Oil prices have settled into the low $50 range and a positive short-term bullish trend remains in effect. Given the volatility in the oil market and geopolitical risks, this relative calm may be shattered at any moment, but for now, prices are pushing higher. One factor helping the market is that U.S. oil production is either beginning to drop in some areas, or projected to drop by May. This should ease inventory pressure and begin moving the market back towards a balance of supply and demand. The data from last week favors this view: oil inventory grew at a much slower pace.
Energy remains key for the stock market because weakness in this sector is why large-cap stocks have only gained about 2 percent since November. XLE is challenging its February high today and a push higher will open up a move towards the November levels. If that happens, the broader stock market will rally.
Energy was the best performing sector over the past week, more than doubling the return of healthcare stocks. The worst performers were utilities and consumer cyclicals, which were down less than 0.2 percent.
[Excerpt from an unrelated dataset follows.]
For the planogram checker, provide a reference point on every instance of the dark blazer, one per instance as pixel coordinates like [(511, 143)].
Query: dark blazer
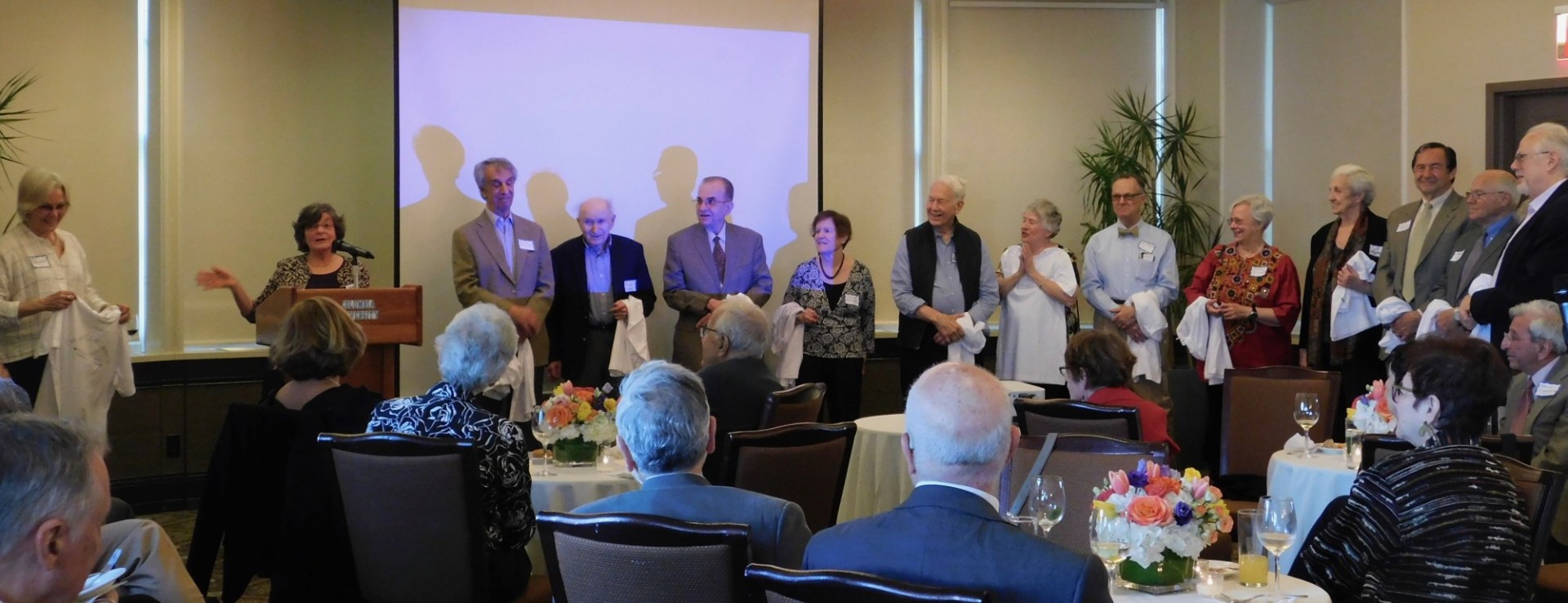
[(1432, 260), (568, 319), (949, 538), (692, 279), (778, 526), (736, 391), (1526, 270)]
Among sub-sectors, solar remains strong and biotech continues to pull the healthcare sector higher. Internet funds were slowed by the EU filing a complaint against Google (GOOG). Homebuilder confidence climbed to its highest level in almost a year in this month, allowing homebuilder ETFs to be on the verge of a new 52-week high.
Guggenheim Solar (TAN)
TAN is approaching its 2014 high. We had expected a correction in recent weeks because interest rates continue to fall, which typically leads to weaker performance in solar stock. If TAN doesn’t correct soon and continues on the current trajectory, it will make a new multi-year high a possibility. It would then open up a challenge of the $70-plus highs from 2011, about a 40 percent move from current levels.
The big story in the currency markets this week was a rumor that the Greek government is preparing to default on an IMF loan. This sent the euro back near its lows for the year, before recovering. Although the Greek government denied the rumor, it will continue to hang over the market. The euro has been in a range between $1.05 and $1.10 since hitting its lows and it’s likely to remain at those levels until the latest Greek situation is resolved.
Value stocks have rebounded strongly since late March, aided by the rally in energy. It’s still too early to say if a significant shift is underway, but a trend is intact. Value stocks represents a good opportunity relative to growth, given that is has underperformed for almost the entirety of the post-2008 bull market.
The key sectors for value are financials, energy, telecom and utilities. For growth, it is technology, healthcare and consumer discretionary. In terms of relative exposure, technology, financials and consumer discretionary are the sectors that will have the largest impact on the relative price of SPYV versus SPYG.
The surge in Hong Kong traded shares finally took a pause. The Chinese A-share market remains in a steady uptrend and has gained more than 100 percent over the past nine months. Volume on the Shanghai exchange now regularly exceeds the levels seen at the 2007 peak, when the Shanghai Composite crossed 6000. Going solely by the volume and the growth in the economy, a move to new all-time highs is not hard to imagine. It also only took the Shanghai Composite a little more than 2 years to go from 1000 to 6000, a 600 percent advance, so the current pace of the advance has precedent.
China’s market is dominated by retail investors, which is why it is more prone to booms and busts. Psychology plays a larger role and most participants in the market are traders looking to sell shares at higher prices, not investors evaluating company fundamentals. Right now investors are pouring into the market and new investors are the fuel for higher prices. When they stop opening new accounts or psychology shifts, the same stampede into the market that carried it higher, will cause devastating losses for those who stay too long.